The Academy Awards are a specious at best ceremony but generally the film picked for Best Picture is at least halfway decent. The best film is only occasionally picked but usually nominated for BP but generally the two awards I find to be the most reliable judges of good films are Cinematography and Best Actor. True Grit was completely shut out of the Golden Globes yet has been nominated for 10 (!) Academy Awards, and while Hailee Steinfeld deserves to be nominated for Best Actress I guess we'll have to make do with Best Supporting. Somehow or other The Town evaded getting nominated for more than just Best Supporting Actor while a few random unheard of films replaced it on several of the other nomination locations (what the hell is Winter's Bone).
Since I last wrote a post about it The Social Network has become a juggernaut favorite to win Best Picture, unfortunately Inception, True Grit, and The Fighter are all superior films. For the sole purpose of spiting my comment about all billionaires being douchebags Zuckerberg donated several hundred million dollars to charity and was named Time's Man of the Year. There is no way he'd even be thought of as possible for the award without the film being in the national consciousness. I think the Social Network is gradually starting to fade into relative obscurity even now right before it almost certainly wins Best Picture. If the voting occurred right now the King's Speech would probably win the award but since it occurred a month ago there's not much chance.

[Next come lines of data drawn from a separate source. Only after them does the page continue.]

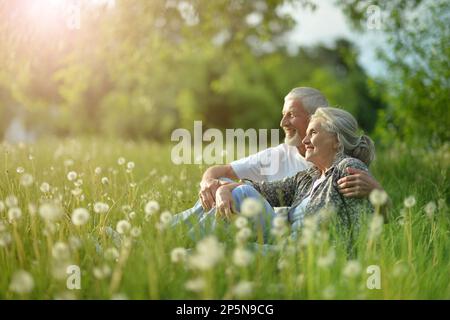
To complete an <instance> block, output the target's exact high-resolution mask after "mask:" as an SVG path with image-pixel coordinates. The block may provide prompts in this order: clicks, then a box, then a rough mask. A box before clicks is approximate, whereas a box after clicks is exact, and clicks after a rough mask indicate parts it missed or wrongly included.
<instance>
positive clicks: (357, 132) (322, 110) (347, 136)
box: [311, 107, 375, 166]
mask: <svg viewBox="0 0 450 320" xmlns="http://www.w3.org/2000/svg"><path fill="white" fill-rule="evenodd" d="M314 119H320V120H323V121H322V122H321V125H322V126H323V128H324V129H325V130H326V131H328V132H332V133H335V134H336V136H337V139H338V142H339V151H338V153H344V154H346V155H349V156H351V157H354V158H357V159H359V160H361V161H362V162H364V163H365V164H366V165H367V166H369V164H370V163H371V162H372V160H373V159H374V158H375V145H374V143H373V141H372V139H370V137H369V136H367V135H365V134H363V135H360V134H359V133H358V130H359V129H358V122H357V121H356V119H355V118H354V117H353V116H352V115H351V114H350V113H349V112H347V111H345V110H342V109H337V108H331V107H326V108H318V109H317V110H316V112H315V113H314V114H313V115H312V116H311V120H314Z"/></svg>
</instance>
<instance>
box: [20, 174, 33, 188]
mask: <svg viewBox="0 0 450 320" xmlns="http://www.w3.org/2000/svg"><path fill="white" fill-rule="evenodd" d="M33 182H34V178H33V176H32V175H31V174H29V173H25V174H23V175H22V176H21V177H20V184H21V185H22V186H24V187H30V186H31V185H32V184H33Z"/></svg>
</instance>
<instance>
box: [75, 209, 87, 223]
mask: <svg viewBox="0 0 450 320" xmlns="http://www.w3.org/2000/svg"><path fill="white" fill-rule="evenodd" d="M89 216H90V215H89V211H87V209H85V208H76V209H75V210H73V212H72V223H73V224H74V225H76V226H82V225H84V224H86V223H87V222H88V221H89Z"/></svg>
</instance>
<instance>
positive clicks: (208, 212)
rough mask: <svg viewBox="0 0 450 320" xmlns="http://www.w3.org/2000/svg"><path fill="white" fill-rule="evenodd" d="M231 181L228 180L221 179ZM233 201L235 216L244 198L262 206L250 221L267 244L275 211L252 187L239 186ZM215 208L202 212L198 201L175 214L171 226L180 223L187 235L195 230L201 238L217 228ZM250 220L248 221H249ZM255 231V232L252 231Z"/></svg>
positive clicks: (192, 233)
mask: <svg viewBox="0 0 450 320" xmlns="http://www.w3.org/2000/svg"><path fill="white" fill-rule="evenodd" d="M221 180H227V181H231V180H229V179H221ZM232 196H233V201H234V204H235V208H236V210H237V214H240V211H241V205H242V202H243V201H244V199H246V198H255V199H258V200H259V201H261V203H262V204H263V208H264V209H263V212H262V214H260V215H258V216H257V217H256V219H252V220H253V222H254V224H255V225H256V227H257V228H260V229H261V230H262V233H263V239H264V242H265V243H267V241H268V239H269V236H270V228H271V226H272V220H273V218H274V217H275V215H276V214H275V211H274V209H273V208H272V206H271V205H270V204H269V202H267V200H266V199H264V197H263V196H262V195H261V194H260V193H259V192H258V191H257V190H256V189H255V188H253V187H252V186H250V185H245V184H244V185H240V186H238V187H236V188H234V189H233V191H232ZM215 213H216V208H212V209H211V210H209V211H208V212H205V211H204V210H203V207H202V204H201V202H200V200H198V201H197V202H196V203H195V205H194V206H193V207H192V208H190V209H188V210H186V211H183V212H181V213H179V214H176V215H175V216H174V218H173V223H172V226H175V225H178V224H180V223H182V222H184V223H186V224H188V225H189V227H190V228H191V231H190V232H189V234H190V235H191V236H192V235H193V234H194V230H193V228H195V227H196V228H197V229H198V230H197V231H199V233H200V235H201V236H204V235H205V234H207V233H208V232H212V231H213V230H214V229H215V228H216V226H217V220H216V216H215ZM249 220H250V219H249ZM254 231H255V230H254Z"/></svg>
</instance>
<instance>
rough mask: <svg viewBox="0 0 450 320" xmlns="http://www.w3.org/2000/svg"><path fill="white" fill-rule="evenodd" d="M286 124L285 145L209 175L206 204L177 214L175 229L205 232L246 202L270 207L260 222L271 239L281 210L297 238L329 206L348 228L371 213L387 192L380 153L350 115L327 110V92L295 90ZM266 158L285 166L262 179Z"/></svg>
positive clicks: (202, 180) (285, 132)
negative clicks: (186, 228)
mask: <svg viewBox="0 0 450 320" xmlns="http://www.w3.org/2000/svg"><path fill="white" fill-rule="evenodd" d="M280 126H281V127H282V128H283V130H284V132H285V135H286V137H285V142H284V143H283V144H280V145H279V146H277V147H273V148H268V149H266V150H263V151H261V152H259V153H257V154H255V155H251V156H249V157H247V158H243V159H240V160H237V161H234V162H232V163H231V164H227V165H218V166H213V167H211V168H209V169H208V170H206V172H205V173H204V175H203V178H202V181H201V183H200V187H201V190H200V193H199V198H200V199H199V201H197V203H196V204H195V205H194V207H193V208H191V209H188V210H186V211H184V212H182V213H179V214H177V215H176V216H175V220H174V224H178V223H180V222H185V223H190V222H192V221H195V223H196V224H197V225H198V226H200V227H201V228H203V229H204V230H206V229H207V228H209V227H211V226H214V225H215V221H216V219H217V217H224V218H230V217H232V216H233V215H235V214H239V213H240V211H241V205H242V203H243V202H244V200H245V199H247V198H255V199H258V200H260V201H261V203H262V205H263V208H264V210H263V214H261V215H260V216H259V218H257V221H255V222H257V223H258V225H259V226H262V229H263V230H264V241H267V240H268V236H269V232H268V230H269V227H270V224H271V223H272V221H273V218H274V217H275V216H276V213H275V210H274V208H275V207H280V206H286V207H289V210H288V214H287V218H288V221H289V223H290V224H291V225H292V230H293V234H295V233H296V232H297V230H299V229H301V228H302V226H303V222H304V219H305V217H307V216H310V215H317V214H318V213H319V212H320V209H323V208H326V207H329V206H332V207H333V208H334V209H335V210H336V212H337V218H338V222H339V223H340V224H341V225H343V226H344V228H347V229H353V228H355V227H357V226H358V224H359V218H360V216H361V215H362V214H363V213H364V212H367V211H370V209H371V208H370V203H369V201H368V195H369V194H370V192H371V191H372V190H374V189H381V186H380V185H379V183H378V182H377V181H376V180H375V179H374V178H373V177H372V176H371V175H370V174H369V172H368V166H369V164H370V162H371V161H372V160H373V158H374V152H375V150H374V144H373V142H372V140H371V139H370V138H369V137H368V136H366V135H360V134H359V133H358V130H359V129H358V124H357V122H356V120H355V118H354V117H353V116H352V115H351V114H350V113H348V112H346V111H344V110H341V109H336V108H332V107H328V102H327V100H326V98H325V97H324V96H323V94H322V93H321V92H320V91H319V90H316V89H313V88H308V87H299V88H294V89H293V90H291V91H290V92H289V94H288V95H287V96H286V97H285V99H284V106H283V110H282V119H281V123H280ZM275 154H276V155H277V156H276V157H274V155H275ZM263 158H266V159H267V158H268V159H273V161H275V160H276V161H279V164H278V171H277V172H275V173H274V174H272V175H263V174H262V173H263V172H264V170H262V169H263V168H262V166H263V164H262V162H261V161H258V159H263ZM255 159H256V161H255ZM238 179H240V182H234V181H233V180H238ZM208 230H210V229H208Z"/></svg>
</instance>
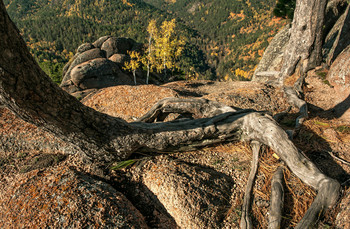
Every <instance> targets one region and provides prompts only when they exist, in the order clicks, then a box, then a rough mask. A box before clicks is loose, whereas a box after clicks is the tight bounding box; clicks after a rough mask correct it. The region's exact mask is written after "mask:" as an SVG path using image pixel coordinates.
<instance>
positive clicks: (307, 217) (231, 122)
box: [144, 99, 340, 228]
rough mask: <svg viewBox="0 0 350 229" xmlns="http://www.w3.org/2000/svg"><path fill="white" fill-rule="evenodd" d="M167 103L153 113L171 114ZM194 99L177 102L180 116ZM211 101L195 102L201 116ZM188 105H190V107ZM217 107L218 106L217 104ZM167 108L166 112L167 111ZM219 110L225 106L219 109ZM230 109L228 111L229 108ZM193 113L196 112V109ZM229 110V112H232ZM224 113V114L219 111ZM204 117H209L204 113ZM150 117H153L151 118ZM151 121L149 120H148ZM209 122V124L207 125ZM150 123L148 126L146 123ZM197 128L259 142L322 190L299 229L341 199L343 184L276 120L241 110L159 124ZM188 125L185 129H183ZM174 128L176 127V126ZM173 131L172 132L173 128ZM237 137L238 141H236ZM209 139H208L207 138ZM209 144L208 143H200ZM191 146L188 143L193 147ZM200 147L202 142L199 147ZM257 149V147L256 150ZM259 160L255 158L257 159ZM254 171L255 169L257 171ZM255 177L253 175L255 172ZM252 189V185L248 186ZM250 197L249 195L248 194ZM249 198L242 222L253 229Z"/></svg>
mask: <svg viewBox="0 0 350 229" xmlns="http://www.w3.org/2000/svg"><path fill="white" fill-rule="evenodd" d="M167 101H172V102H173V101H175V100H173V99H165V100H163V101H162V102H160V104H166V105H165V106H163V105H160V104H157V105H156V107H154V109H152V112H151V113H152V114H155V113H157V114H159V115H161V114H162V113H163V111H164V110H166V113H171V106H172V105H169V104H171V103H169V104H168V103H167ZM192 102H194V100H189V101H188V103H186V100H184V99H181V100H176V102H175V104H176V105H175V104H174V105H175V109H174V110H175V111H176V112H179V113H187V112H188V113H190V111H191V109H192V108H191V107H192V105H190V104H191V103H192ZM207 102H208V101H206V100H199V101H197V102H195V104H197V105H196V108H197V109H196V111H197V112H199V113H201V109H198V108H199V107H198V104H200V103H205V104H206V106H207V105H208V103H207ZM186 104H187V105H186ZM215 106H218V105H217V104H215ZM163 107H166V109H163ZM218 107H219V110H220V109H221V108H222V107H223V106H218ZM227 109H228V108H227ZM179 110H180V111H179ZM192 110H193V109H192ZM203 110H210V112H208V113H207V114H216V112H213V110H215V108H213V109H208V108H206V109H203ZM228 110H229V109H228ZM218 113H221V111H218ZM201 114H205V112H202V113H201ZM148 116H149V115H148ZM151 117H152V120H157V118H155V117H156V116H154V115H151ZM144 120H147V119H144ZM204 120H205V122H203V121H204ZM145 124H146V123H145ZM174 124H175V125H186V124H188V125H190V126H192V125H194V124H195V125H196V126H197V127H198V126H201V127H202V128H204V130H203V131H204V132H206V131H205V129H206V128H210V129H211V131H210V135H211V136H210V138H213V137H214V136H216V139H222V141H225V140H232V139H237V140H238V139H241V140H245V141H257V142H259V143H260V144H264V145H267V146H269V147H270V148H272V149H273V150H274V151H275V152H276V154H277V155H278V156H279V157H280V158H281V159H282V160H283V161H284V162H285V163H286V165H287V166H288V167H289V168H290V170H291V171H292V172H293V173H294V174H296V175H297V176H298V177H299V178H300V179H301V180H302V181H303V182H304V183H306V184H308V185H310V186H312V187H313V188H315V189H316V190H317V191H318V195H317V197H316V199H315V201H314V203H313V204H312V206H311V207H310V209H309V210H308V211H307V213H306V215H305V216H304V218H303V219H302V220H301V221H300V223H299V224H298V226H297V228H308V227H310V226H312V225H313V224H314V223H315V222H317V219H318V217H319V216H320V214H321V213H322V212H323V211H324V210H325V209H327V208H329V207H331V206H332V205H333V204H334V203H335V202H336V200H337V199H338V195H339V189H340V184H339V183H338V182H337V181H336V180H333V179H331V178H329V177H327V176H326V175H324V174H323V173H322V172H321V171H320V170H319V169H318V168H317V167H316V166H315V165H314V164H313V163H312V162H311V161H310V160H309V159H308V158H306V157H305V156H304V155H303V154H302V153H300V152H299V151H298V149H297V148H296V147H295V146H294V144H293V143H292V142H291V141H290V140H289V138H288V135H287V134H286V133H285V132H284V130H283V129H282V128H281V127H279V125H278V124H277V123H276V122H275V121H274V120H273V118H272V117H270V116H268V115H266V114H261V113H258V112H253V111H245V110H242V111H238V112H228V113H222V114H219V115H217V116H214V117H211V118H210V117H206V118H204V119H203V118H202V119H197V120H190V121H186V122H173V123H159V124H158V125H162V127H161V128H162V130H163V131H166V129H168V128H170V126H168V125H171V126H172V125H174ZM184 127H185V126H182V127H181V128H182V129H183V128H184ZM172 128H173V127H172ZM172 128H170V129H172ZM234 137H235V138H234ZM206 138H207V137H206ZM200 142H201V143H202V144H201V145H205V140H204V141H203V140H201V141H200ZM189 145H191V144H188V145H187V146H189ZM196 145H197V146H198V145H199V144H198V143H197V144H196ZM192 146H194V145H193V144H192ZM253 149H254V147H253ZM254 157H255V156H254ZM253 170H254V169H252V171H253ZM251 174H253V173H251ZM252 177H254V176H253V175H252ZM248 186H249V185H248ZM246 195H247V193H246ZM248 201H249V197H247V198H246V200H245V201H244V206H245V207H244V208H243V210H244V211H243V213H242V215H244V220H242V222H243V223H242V224H243V226H242V225H241V226H242V227H244V228H250V226H249V225H250V224H249V219H247V217H246V216H247V214H248V210H247V209H248V208H247V207H246V206H248V205H249V203H248Z"/></svg>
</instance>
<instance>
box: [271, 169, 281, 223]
mask: <svg viewBox="0 0 350 229" xmlns="http://www.w3.org/2000/svg"><path fill="white" fill-rule="evenodd" d="M282 182H283V168H282V167H278V168H277V170H276V172H275V174H274V175H273V177H272V180H271V197H270V211H269V225H268V228H269V229H279V228H281V221H282V210H283V201H284V189H283V183H282Z"/></svg>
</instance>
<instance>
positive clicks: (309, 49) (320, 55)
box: [280, 0, 327, 84]
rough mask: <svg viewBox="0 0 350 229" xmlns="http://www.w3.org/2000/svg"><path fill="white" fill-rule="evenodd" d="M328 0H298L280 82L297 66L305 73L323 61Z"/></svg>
mask: <svg viewBox="0 0 350 229" xmlns="http://www.w3.org/2000/svg"><path fill="white" fill-rule="evenodd" d="M326 3H327V0H298V1H297V2H296V7H295V11H294V19H293V22H292V28H291V31H290V34H291V37H290V40H289V43H288V45H287V48H286V51H285V52H284V55H283V65H282V70H281V76H280V83H281V84H282V83H283V81H284V79H285V78H286V77H288V76H290V75H292V74H293V73H294V72H295V70H296V68H297V67H298V68H300V73H301V74H303V73H305V72H306V71H308V70H309V69H311V68H314V67H316V66H317V65H320V64H321V61H322V31H323V22H324V14H325V7H326Z"/></svg>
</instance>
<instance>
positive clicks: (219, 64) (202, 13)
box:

If I had to put the odds on it at the moment I'd say it's about 60% Social Network, 10% True Grit (for being the lone saving grace of the holiday season), 10% The Fighter, 15% The King's Speech, and 5% Inception for chances to win Best Picture.
In other news I bought Inception on Blu Ray and watched it again and found myself completely enraptured once more. Unfortunately the film was released way back in July and recent films almost always win Best Picture. However, despite Inception being one of the greatest technical achievements in the history of cinema Christopher Nolan wasn't even nominated for Best Director. David Fincher should and will win for turning the Social Network into a good movie despite being based on the worst topic imaginable, but Nolan should have been nominated, certainly the biggest snub of the Oscars. If only Inception were about Millionaires suing Billionaires and how much better Harvard students are than everyone else in the country and how capitalism is pretty much infallible and every other pretentious issue you could think of, perhaps then it would have won Best Picture. Alas, Christopher Nolan actually prefers to make good (not to mention commercially successful) films instead of tripe.
Most of the time the Oscars have at least one difficult to choose category but this year Picture (Social Network), Actor (Colin Firth), Actress (Natalie Portman), Supporting Actor (Christian Bale), Director (David Fincher), Cinematography (True Grit), Original Screenplay (The King's Speech), and Adapted Screenplay (Social Network) are all relative locks to win. This leaves supporting Actress as the only remaining interesting category, which I think is a tossup between Melissa Leo for The Fighter and Hailee Steinfeld for True Grit.
As to the justice of all the other awards I think most of them are spot on, Supporting Actor should be more of a debate between Jeremy Renner and Christian Bale than just Bale, but again the Fighter is a more recent, more successful film so Christian Bale will undoubtedly win. Both roles were outstanding so I have no real complaint on that front. Amongst those nominated the least deserving are Jesse Eisenberg for Best Actor, (while there were several Best Supporting Actors in The Social Network that were worthy and shut out) Jeff Bridges, and Javier Bardem; but Colin Firth winning seems to be valid enough so /shrug. The distinction between "Actor" and "Supporting Actor" is pretty vague (Anthony Hopkins won Best Actor with about 18 minutes of screentime in The Silence of the Lambs) so I think Andrew Garfield could have been nominated in Eisenberg's place and Dicaprio could have gotten a nod for Inception even with little or no chance of winning.
I think everyone should see Inception, True Grit, and The Fighter, but overall this year's film selection was excellent. I saw around 12 movies in theaters this year, about as many as the past 4 years combined, and I don't think I was disappointed more than a few times (The Expendables comes to mind). While Inception will continue to be a rewatchable masterpiece True Grit is mostly cinematography (and the plot is joyous instead of conflicting) and The Fighter is a standard boxing movie. I may write another post after the Oscars, particularly if there are any notable surprises, but I'll likely just move on to future films and more reviews from movies I already own or have recently seen.